Katzer attended Mead for two years and was an honorable mention all-Greater Spokane League selection as a sophomore. He transferred to Mt. Spokane then, two games into his junior season, took a hit to the hip that eventually sidelined him for much of the 2018 season. He returned week nine and played three games, but he didn’t feel the same. 

That could be why calls from college coaches had been scarce — until recently.

Heading into his senior season, reality began to set in for Katzer that this was it. If he were to secure a spot at the next level, he would need to make as big an impact as possible, which started in the weight room, where he saw maxes continue to rise through the summer. 

It also came from Mt. Spokane’s offense. Wildcats coach Terry Cloer has continued to incorporate new ways to get Katzer the ball. More Wildcat, more king and queen formation, more ways to get Katzer running downhill (he had a 50-yard touchdown on a fly sweep against Moses Lake last Friday).

“He’s so hard to tackle,” Cloer said. “He’s not the fastest guy, but his quickness and lateral movement are elite.”

He’s also taken a leap as a leader, Cloer said.

Katzer said he has received more texts from coaches after these first two outings. The Wildcats travel to play Sandpoint (Idaho) on Friday.

“My dream’s been to play college ball somewhere,” Katzer said. 

And he’s just waiting on his chance.

“I’ve been playing football for a long time. This side of the state is not looked at as much as Eastside Catholic, O’Dea, those other teams,” Katzer said. “I’ve been the same player throughout high school.”

Watch Katzer’s highlights:

Chiawana standout WR/DB Kobe Singleton out for season with torn ACL

Kobe Singleton (left) contests a pass in a win over Richland in week one. (Kim Fetrow photo)

Chiawana two-way standout Kobe Singleton will miss the rest of the season with a torn Anterior Cruciate Ligament, the senior confirmed Tuesday evening. 

Singleton, a returning two-way all-state selection, will need surgery following the results of an MRI.
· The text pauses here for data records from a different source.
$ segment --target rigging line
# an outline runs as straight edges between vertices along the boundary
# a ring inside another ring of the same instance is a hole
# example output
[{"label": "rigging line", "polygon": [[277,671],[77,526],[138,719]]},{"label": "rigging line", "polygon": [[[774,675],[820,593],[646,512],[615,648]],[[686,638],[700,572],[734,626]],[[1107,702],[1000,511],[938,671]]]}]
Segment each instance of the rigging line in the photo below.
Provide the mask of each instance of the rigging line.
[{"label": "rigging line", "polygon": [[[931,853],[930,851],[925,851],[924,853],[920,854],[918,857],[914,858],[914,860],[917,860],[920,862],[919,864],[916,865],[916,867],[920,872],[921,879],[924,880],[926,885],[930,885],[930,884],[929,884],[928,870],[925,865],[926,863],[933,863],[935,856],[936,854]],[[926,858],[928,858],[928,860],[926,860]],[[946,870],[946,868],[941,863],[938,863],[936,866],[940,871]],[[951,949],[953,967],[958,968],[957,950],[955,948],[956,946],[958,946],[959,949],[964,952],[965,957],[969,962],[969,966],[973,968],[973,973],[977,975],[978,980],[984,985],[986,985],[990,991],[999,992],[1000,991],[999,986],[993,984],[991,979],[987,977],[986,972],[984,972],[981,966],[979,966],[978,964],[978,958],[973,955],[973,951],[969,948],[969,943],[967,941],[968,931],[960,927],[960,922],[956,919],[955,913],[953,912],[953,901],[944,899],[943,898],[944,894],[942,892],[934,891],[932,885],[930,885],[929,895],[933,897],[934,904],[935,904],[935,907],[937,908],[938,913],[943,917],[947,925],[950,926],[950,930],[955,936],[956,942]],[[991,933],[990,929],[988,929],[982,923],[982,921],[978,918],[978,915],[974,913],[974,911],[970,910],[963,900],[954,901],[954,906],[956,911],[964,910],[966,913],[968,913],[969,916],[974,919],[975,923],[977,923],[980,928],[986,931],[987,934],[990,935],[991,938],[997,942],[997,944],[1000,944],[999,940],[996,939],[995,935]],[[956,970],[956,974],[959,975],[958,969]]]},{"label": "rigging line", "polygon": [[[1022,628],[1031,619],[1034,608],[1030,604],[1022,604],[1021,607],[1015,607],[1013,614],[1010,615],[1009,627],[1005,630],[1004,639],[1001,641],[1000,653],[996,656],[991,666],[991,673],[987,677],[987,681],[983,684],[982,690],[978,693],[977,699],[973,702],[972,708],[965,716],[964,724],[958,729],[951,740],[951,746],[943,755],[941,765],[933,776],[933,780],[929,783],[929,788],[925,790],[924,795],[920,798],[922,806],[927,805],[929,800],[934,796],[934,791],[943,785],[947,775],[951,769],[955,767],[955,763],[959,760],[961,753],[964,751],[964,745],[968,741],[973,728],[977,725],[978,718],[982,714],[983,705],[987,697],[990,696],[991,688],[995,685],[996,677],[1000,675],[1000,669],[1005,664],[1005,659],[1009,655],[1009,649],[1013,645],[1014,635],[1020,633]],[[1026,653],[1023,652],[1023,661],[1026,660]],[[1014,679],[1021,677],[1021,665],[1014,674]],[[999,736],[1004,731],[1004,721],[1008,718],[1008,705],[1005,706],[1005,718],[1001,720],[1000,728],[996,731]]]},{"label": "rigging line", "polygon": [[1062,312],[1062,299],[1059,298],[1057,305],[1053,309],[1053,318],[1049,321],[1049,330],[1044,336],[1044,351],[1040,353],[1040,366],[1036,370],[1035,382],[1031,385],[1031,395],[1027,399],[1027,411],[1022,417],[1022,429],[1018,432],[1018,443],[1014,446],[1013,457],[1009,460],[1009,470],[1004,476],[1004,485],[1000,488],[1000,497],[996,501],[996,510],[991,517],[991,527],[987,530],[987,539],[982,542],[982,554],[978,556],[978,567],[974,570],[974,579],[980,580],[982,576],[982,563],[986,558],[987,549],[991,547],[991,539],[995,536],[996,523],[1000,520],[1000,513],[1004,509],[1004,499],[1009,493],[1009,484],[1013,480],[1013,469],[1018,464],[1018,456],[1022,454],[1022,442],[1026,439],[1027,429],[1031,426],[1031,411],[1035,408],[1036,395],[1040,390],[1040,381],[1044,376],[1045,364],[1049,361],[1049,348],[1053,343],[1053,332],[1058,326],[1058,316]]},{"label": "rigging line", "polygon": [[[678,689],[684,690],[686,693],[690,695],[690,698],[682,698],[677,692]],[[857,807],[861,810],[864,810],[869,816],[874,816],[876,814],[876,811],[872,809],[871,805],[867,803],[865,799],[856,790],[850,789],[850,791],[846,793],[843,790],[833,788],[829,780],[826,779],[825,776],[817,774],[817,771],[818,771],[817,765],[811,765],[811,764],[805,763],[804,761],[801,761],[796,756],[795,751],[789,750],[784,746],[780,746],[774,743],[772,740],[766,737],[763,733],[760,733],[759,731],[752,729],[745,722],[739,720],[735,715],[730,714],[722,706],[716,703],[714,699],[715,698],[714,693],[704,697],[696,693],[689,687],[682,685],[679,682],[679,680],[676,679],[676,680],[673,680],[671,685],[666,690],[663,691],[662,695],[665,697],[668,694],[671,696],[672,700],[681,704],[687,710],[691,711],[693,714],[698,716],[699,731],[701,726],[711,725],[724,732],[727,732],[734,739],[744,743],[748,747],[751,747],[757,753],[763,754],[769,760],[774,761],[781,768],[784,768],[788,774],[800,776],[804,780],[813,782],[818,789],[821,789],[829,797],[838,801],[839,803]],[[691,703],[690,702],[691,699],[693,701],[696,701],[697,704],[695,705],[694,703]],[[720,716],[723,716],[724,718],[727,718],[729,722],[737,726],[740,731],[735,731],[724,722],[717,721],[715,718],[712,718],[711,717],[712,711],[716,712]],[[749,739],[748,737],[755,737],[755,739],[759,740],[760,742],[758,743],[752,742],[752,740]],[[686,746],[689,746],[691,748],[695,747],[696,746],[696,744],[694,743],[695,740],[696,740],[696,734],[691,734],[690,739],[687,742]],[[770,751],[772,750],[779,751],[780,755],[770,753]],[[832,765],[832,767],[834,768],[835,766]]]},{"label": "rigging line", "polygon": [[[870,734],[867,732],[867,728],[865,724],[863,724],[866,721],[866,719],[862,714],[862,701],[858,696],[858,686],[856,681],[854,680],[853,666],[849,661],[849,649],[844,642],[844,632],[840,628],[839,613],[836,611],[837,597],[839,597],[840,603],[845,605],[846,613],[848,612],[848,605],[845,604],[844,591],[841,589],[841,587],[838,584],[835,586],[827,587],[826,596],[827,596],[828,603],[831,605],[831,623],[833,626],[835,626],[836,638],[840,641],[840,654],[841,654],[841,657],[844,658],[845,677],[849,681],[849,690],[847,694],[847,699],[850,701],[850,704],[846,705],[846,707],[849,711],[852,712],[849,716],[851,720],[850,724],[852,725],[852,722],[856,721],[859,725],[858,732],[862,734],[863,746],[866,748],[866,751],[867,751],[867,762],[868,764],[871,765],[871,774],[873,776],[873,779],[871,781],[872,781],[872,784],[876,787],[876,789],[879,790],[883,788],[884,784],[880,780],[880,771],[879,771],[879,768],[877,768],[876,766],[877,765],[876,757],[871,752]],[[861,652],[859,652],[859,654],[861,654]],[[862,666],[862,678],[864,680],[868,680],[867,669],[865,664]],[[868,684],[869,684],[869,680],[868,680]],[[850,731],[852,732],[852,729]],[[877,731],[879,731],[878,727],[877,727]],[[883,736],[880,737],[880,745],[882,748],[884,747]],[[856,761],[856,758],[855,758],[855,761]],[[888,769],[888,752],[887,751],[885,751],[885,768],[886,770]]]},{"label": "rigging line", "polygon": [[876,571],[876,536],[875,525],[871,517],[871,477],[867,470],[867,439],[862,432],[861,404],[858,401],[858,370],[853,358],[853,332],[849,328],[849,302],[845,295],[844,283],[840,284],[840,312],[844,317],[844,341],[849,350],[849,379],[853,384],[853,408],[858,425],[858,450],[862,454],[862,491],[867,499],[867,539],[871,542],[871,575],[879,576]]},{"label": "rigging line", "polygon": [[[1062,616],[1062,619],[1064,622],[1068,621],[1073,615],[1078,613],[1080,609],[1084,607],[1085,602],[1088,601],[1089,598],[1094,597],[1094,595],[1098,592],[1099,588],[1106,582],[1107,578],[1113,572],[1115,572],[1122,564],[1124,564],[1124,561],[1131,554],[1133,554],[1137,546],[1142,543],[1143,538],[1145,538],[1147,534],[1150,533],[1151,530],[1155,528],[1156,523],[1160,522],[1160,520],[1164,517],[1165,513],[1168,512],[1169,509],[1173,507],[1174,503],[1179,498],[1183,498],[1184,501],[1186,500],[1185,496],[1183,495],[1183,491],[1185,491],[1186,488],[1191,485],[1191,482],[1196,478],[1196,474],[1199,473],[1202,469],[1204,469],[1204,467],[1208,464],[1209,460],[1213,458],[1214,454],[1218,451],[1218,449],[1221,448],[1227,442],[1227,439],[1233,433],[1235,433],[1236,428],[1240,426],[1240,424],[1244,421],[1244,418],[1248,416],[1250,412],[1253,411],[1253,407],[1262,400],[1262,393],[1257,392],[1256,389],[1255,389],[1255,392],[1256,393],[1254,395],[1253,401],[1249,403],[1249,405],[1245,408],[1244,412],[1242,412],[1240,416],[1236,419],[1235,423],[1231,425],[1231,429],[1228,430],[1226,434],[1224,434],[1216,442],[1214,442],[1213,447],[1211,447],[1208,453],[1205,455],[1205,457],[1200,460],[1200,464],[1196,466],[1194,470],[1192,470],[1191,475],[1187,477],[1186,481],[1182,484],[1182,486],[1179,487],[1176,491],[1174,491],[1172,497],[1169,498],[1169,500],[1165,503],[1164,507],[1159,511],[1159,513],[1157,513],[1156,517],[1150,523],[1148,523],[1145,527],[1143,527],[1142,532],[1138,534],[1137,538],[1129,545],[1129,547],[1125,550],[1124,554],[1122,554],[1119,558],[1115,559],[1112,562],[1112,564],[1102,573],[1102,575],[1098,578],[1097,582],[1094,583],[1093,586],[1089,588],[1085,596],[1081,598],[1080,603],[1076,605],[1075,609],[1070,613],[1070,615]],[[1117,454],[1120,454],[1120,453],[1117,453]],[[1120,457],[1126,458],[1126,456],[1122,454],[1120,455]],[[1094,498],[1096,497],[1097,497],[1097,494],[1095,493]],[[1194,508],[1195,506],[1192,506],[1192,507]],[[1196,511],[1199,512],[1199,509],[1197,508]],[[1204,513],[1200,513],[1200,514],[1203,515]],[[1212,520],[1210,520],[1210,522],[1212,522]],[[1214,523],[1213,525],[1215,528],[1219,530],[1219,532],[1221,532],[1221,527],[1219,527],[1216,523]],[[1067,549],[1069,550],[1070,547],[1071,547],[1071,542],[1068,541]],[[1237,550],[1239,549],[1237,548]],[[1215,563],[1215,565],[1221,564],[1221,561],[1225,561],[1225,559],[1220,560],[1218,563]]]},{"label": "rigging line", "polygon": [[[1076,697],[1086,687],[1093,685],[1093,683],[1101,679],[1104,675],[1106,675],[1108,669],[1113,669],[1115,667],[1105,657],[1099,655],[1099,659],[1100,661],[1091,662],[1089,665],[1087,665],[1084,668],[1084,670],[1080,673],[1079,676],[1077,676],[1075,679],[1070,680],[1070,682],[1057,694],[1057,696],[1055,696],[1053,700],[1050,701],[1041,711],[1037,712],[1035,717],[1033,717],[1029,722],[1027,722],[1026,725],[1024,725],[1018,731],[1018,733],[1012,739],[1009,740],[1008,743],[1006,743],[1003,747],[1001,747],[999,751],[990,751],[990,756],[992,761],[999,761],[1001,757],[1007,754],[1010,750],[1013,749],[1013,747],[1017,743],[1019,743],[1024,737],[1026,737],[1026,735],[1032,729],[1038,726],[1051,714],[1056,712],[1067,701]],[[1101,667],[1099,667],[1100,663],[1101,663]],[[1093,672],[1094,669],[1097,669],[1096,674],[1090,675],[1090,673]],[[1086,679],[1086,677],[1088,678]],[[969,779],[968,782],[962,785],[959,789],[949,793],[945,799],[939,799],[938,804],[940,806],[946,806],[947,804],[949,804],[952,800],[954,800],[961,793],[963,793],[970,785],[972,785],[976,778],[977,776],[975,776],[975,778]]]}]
The injury came in Chiawana’s 37-0 win over Kennewick. He landed awkwardly when he came down from extending to try to grab an overthrown ball, as first detailed by The Tri-City Herald.

The 6-foot, 175-pound Singleton was an Associated Press 2B first team all-state selection at receiver and defensive back at Tri-Cities Prep before transferring for his senior season. In Singleton, Chiawana (2-0) loses its top target out wide and a lock-down defensive back.

Head coach Steve Graff said senior Jalen Webber will start in his place this week. 

“Lose a good guy, it’s hard no matter when it happens,” Graff said on Tuesday. “This early in season it’s tough.”

Watch Singleton’s highlights:

Richland’s Fewel emerges with monstrous week two

ben fewel, richland

Richland wide receiver Ben Fewel went off for 233 receiving yards on 11 catches in the Bombers’ 28-14 win over Hermiston (Ore.) on Friday night. 

Fewel, a 6-foot, 175-pound junior, caught a 66-yard and 11-yard touchdown pass, as reported by The Tri-City Herald. 

The junior holds an offer from the University of Idaho, and is the top returning target for quarterback Harrison Westover in the Bombers’ pass-heavy offense.